Yargıtay Kararı 2. Hukuk Dairesi 2014/4892 E. 2014/8935 K. 14.04.2014 T.

YARGITAY KARARI
DAİRE : 2. Hukuk Dairesi
ESAS NO : 2014/4892
KARAR NO : 2014/8935
KARAR TARİHİ : 14.04.2014

MAHKEMESİ :Iğdır 2. Asliye Hukuk (Aile) Mahkemesi
TARİHİ :23.01.2013
NUMARASI :Esas No:2010/387 Karar No:2013/78

Yukarıda tarihi, konusu ve tarafları gösterilen hükmün; bozulmasına dair Dairemizin 09.12.2013 gün ve 11934-29068 sayılı ilamıyla ilgili karar düzeltme isteminde bulunulmakla, evrak okundu, gereği düşünüldü;
6100 sayılı Hukuk Muhakemeleri Kanunu 1.10.2011 tarihinde yürürlüğe girmiş ise de, bu Kanuna 6217 sayılı Kanunla ilave edilen geçici 3. maddenin (1.) bendinde, Bölge Adliye Mahkemelerinin göreve başlama tarihine kadar, 1086 sayılı Kanunun kanun yollarına ilişkin hükümlerinin uygulanmasına devam olunacağı hükme bağlandığından, karar düzeltme talebinin incelenmesi gerekmiştir.
Temyiz ilamında yer alan açıklamalara göre Hukuk Usulü Muhakemeleri Kanununun 440. maddesinde sayılan sebeplerden hiçbirisine uygun olmayan karar düzeltme isteğinin REDDİNE, aynı Kanunun 442/3. maddesi gereğince; bu maddede gösterilen para cezasının miktarı 5252 sayılı Kanunun 4. maddesiyle artırıldığından ve aynı yasanın 7. maddesiyle; ceza, idari para cezasına dönüştürüldüğünden, 5326 sayılı Kabahatler Kanununun 17. maddesinin 7. fıkrasıyla da idari para cezaları her takvim yılı başından geçerli olmak üzere, önceki yıl uygulanan miktarın, o yıl için belirlenmiş olan yeniden değerleme oranında artırılarak uygulanacağı öngörülmüş olmakla, bu suretle hesaplanan 227.00 TL. idari para cezasının ve Harçlar Kanunu uyarınca alınması gerekli 52.40 TL. ilam harcının karar düzeltme talep edene yükletilmesine, peşin harcın mahsubuna, oybirliğiyle karar verildi.14.04.2014(Pzt.)

AYRIŞIK OY

Dairemizin bozma kararında, konutun satışından elde edilen paranın bir kısmının satışın yapıldığı gün davacının banka hesabına yatırıldığı ve aynı gün davacının bu para üzerinde tasarrufta bulunduğu belirtilmiş, bu durum, konutun devrine davacının rızasının varlığını gösterdiğine işaret edilmiştir.
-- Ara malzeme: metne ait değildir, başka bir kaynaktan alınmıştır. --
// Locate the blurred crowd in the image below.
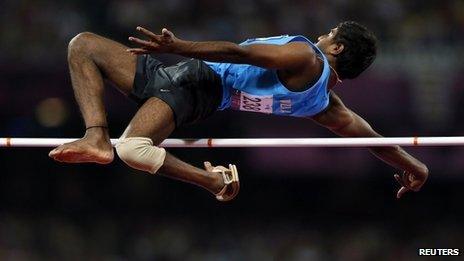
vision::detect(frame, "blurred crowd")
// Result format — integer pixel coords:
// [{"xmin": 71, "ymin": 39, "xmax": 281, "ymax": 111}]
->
[{"xmin": 0, "ymin": 0, "xmax": 464, "ymax": 260}]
Bu tespit doğrudur. İşleme davacı eşin rızası olduğu kabul edildiğine göre, işlem geçerlilik kazanmıştır. Gerçelilik kazanan işlemde devralan kişinin artık iyiniyetli mi, kötüniyetli mi olduğunun bir önemi yoktur. Bozma kararında “diğer tarafın kötü niyetli olduğu hususunun kanıtlanamadığının” bozmaya gerekçe yapılmasını doğru bulmuyorum. Karar düzeltme talebinin reddine, bozmada yer alan bu gerekçeye çekince koymak suretiyle katılıyorum.